Wpf updating ui asynchronously ssingle dating txt 476
Through a sample application I will first demonstrate what a non-responsive UI is and how you get one.
Next I will demonstrate how to make the UI responsive through asynchronous code.
Sometimes it is not necessary to update the user interface that quickly. Send is a synchronous operation and will wait for an answer or action completed from the call, where as Post is asynchronous where it makes the call to the UI thread and continues without waiting for a reply.
In this example it wouldn’t appear to make much difference which of the 2 you use, but we have used Post as we do not require to wait for a reply as we are just posting some data to be shown on the screen.
Please note that with some minor modifications the code in this article and in the downloadable source code can be run for a Windows Form application also.

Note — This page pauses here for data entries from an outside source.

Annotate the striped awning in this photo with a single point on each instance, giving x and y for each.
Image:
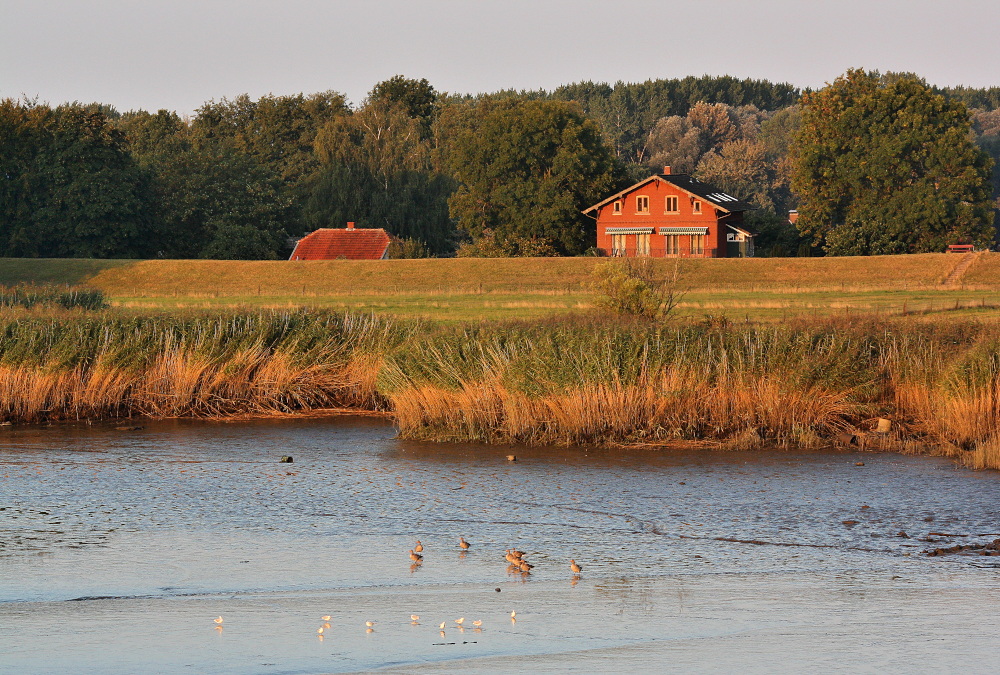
(629, 230)
(683, 230)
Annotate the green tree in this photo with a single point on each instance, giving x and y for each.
(70, 187)
(885, 165)
(417, 99)
(215, 202)
(526, 169)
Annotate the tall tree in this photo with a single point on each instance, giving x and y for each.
(71, 189)
(887, 166)
(526, 169)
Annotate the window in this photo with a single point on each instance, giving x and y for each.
(697, 244)
(673, 244)
(643, 245)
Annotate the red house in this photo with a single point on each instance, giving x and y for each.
(350, 243)
(672, 215)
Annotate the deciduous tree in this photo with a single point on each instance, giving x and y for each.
(885, 165)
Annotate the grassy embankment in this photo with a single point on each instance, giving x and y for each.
(772, 289)
(796, 384)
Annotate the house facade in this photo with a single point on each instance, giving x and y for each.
(350, 243)
(672, 216)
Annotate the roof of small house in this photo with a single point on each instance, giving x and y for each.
(711, 194)
(347, 243)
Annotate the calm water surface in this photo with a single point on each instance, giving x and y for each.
(118, 548)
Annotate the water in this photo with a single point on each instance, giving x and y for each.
(118, 548)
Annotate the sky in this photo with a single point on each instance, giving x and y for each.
(178, 54)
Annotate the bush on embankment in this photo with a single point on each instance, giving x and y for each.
(566, 381)
(65, 297)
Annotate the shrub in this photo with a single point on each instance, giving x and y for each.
(631, 287)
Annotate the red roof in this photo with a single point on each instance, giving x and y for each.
(349, 244)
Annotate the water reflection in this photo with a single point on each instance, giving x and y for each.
(203, 515)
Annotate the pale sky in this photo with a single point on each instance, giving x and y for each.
(177, 54)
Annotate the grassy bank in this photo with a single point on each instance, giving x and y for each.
(802, 383)
(460, 290)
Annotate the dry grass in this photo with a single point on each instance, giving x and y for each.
(163, 278)
(569, 381)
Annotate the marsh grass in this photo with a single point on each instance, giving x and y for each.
(50, 295)
(570, 380)
(114, 365)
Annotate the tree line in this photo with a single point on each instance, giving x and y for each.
(874, 163)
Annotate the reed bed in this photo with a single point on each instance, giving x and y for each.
(803, 383)
(114, 365)
(29, 296)
(740, 387)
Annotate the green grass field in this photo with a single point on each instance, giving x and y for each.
(769, 289)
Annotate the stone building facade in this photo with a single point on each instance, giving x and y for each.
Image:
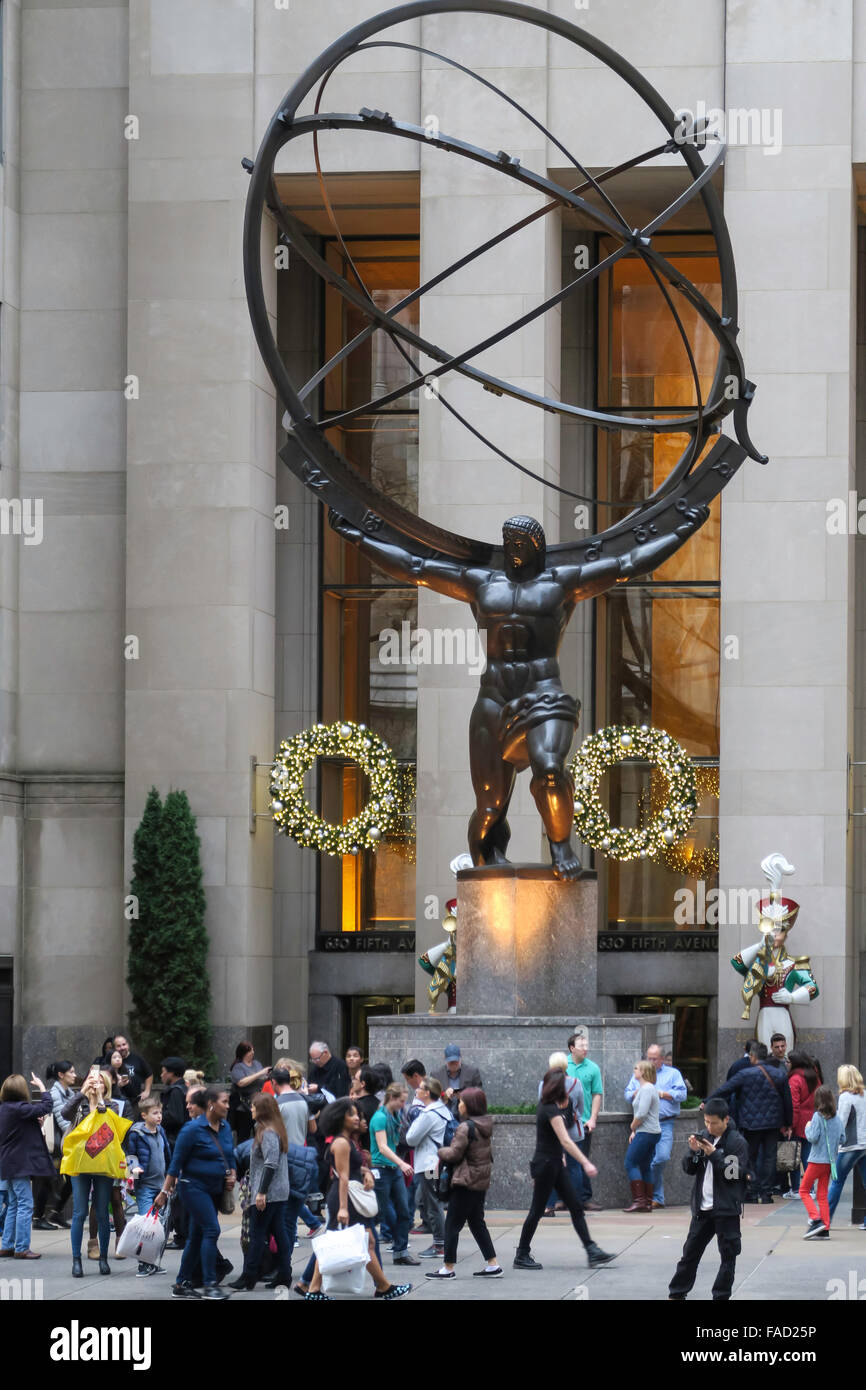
(136, 412)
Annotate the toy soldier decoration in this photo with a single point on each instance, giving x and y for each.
(772, 975)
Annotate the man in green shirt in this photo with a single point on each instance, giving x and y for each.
(389, 1169)
(591, 1080)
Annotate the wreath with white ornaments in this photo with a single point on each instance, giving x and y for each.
(610, 747)
(292, 811)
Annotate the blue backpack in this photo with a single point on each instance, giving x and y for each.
(303, 1169)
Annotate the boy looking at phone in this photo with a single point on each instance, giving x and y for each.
(717, 1159)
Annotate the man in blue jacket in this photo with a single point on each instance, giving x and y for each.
(763, 1108)
(717, 1161)
(672, 1093)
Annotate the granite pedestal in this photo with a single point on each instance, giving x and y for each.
(526, 941)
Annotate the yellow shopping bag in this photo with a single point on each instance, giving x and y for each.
(95, 1146)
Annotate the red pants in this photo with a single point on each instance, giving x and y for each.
(820, 1173)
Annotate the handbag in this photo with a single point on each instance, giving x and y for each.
(445, 1179)
(227, 1197)
(787, 1155)
(96, 1146)
(341, 1250)
(350, 1280)
(143, 1239)
(364, 1201)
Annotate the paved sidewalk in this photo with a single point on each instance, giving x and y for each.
(774, 1264)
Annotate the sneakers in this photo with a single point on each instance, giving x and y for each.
(523, 1260)
(595, 1255)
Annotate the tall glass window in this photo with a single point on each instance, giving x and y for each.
(360, 606)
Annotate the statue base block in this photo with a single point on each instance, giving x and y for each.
(526, 943)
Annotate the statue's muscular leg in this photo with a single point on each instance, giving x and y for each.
(492, 783)
(553, 791)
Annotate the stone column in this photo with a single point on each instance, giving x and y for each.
(786, 581)
(200, 466)
(70, 736)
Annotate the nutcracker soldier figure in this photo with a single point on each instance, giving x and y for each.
(441, 961)
(772, 975)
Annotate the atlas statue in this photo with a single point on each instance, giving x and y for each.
(521, 592)
(523, 717)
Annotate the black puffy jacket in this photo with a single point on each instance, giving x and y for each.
(763, 1097)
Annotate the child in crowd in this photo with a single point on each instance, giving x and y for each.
(824, 1133)
(149, 1154)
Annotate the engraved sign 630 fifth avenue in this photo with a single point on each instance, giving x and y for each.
(366, 941)
(658, 941)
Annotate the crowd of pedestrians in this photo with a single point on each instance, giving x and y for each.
(341, 1143)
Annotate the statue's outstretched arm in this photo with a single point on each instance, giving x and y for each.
(444, 576)
(584, 581)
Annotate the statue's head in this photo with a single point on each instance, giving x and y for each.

In addition this article is showing how to solve a specific problem with asynchronous programming, by no means though is this the only problem asynchronous programming is used for.
Run the application, and click the Start button under Synchronous Demo.This is another simple example that will help you to make your applications more responsive.Although this example used Winforms as that is the space I am in at the moment, it is just as relevant for WPF too.By using a delegate you can make the call synchronously now, and later switch to an asynchronous call with little effort.I'm not going to go into too much more detail on delegates but the key to remember is that the signature of the delegate must exactly match the signature of the function (or Sub in VB) it will later reference.
Fortunately, fixing this issue is quite straight forward with async await. The purpose of this class is to provide a model to make communication between threads easier and more robust. If it is within 50ms, then the method returns, otherwise it carries on.